Infinite Secrets

Student Handout

Archimedes' Recipe for Pi

One of Archimedes' many mathematical accomplishments was his computation of pi, which is the ratio of the circumference of a circle to its diameter. In this activity, you will duplicate the method he used to arrive at his estimate.

Procedure

1. Construct a data table on a separate piece of paper that contains the headings shown in the table below.

2. Use your compass to draw three circles on another piece of paper. Each circle can be a different size, but each should be at least 2.4 inches (6 centimeters) across.

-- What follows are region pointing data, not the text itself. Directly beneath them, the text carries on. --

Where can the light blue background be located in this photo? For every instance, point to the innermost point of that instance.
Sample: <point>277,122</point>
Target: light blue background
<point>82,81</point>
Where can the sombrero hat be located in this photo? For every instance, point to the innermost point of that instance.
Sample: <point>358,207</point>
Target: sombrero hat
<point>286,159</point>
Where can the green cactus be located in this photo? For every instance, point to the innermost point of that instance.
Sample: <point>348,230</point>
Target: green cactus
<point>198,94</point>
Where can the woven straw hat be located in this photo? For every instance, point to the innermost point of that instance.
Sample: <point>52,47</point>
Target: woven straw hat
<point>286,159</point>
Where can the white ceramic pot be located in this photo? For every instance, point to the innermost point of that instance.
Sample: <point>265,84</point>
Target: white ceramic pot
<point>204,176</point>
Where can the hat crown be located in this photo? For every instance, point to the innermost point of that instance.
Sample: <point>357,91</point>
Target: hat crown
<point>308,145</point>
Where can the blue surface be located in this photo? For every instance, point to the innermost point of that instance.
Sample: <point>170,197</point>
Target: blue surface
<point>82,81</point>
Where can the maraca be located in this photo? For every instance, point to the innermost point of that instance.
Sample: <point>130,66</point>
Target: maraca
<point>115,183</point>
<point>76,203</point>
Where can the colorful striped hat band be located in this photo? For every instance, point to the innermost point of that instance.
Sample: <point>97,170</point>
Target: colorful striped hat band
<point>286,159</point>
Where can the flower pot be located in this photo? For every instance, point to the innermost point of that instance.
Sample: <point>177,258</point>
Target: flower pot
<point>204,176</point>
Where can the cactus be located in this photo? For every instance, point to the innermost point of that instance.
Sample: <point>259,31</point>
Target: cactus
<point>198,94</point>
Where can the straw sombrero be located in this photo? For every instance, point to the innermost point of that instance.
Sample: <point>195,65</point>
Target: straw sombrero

3. Use a ruler to divide one circle into four equal pie-shape pieces. Be sure to extend your lines outside the circle. Then, using the ruler, create a square by drawing straight lines inside the circle to connect the points where the lines meet the circle.

4. Connect the lines around the outside of the circle to create a second square that just touches the circle's outside edge. Make sure that the straight line for each segment touches the circle at the segment's halfway point.

5. Measure one side of the inside square. Multiply that length by the number of sides in the square (four) to find the perimeter of the inside square. Record your results in the table. Repeat the process for the outside square.

6. Use the ruler to find the diameter of the circle and record this measurement.

7. The perimeters of the squares give approximate values for the circumference of the circle. Determine the value of pi by dividing the length of each perimeter by the diameter of the circle. Record your results for both the inside and outside squares.

8. Repeat the process for the second circle, using octagons (eight-sided polygons) instead of squares. Make eight equal pie-shape pieces. Then repeat the process again for the third circle, using hexadecagons (16-sided polygons).

Questions
Write your answers on a separate piece of paper.

1. The actual value of pi to four decimal places is 3.1415. Compare the range of values you found for each set of polygons to this number. Do all three ranges include the actual value of pi? Which type of polygon gave the most accurate range of values?

2. Archimedes calculated the value of pi for polygons containing 96 sides. Do you think his calculations were more or less accurate than yours? Explain.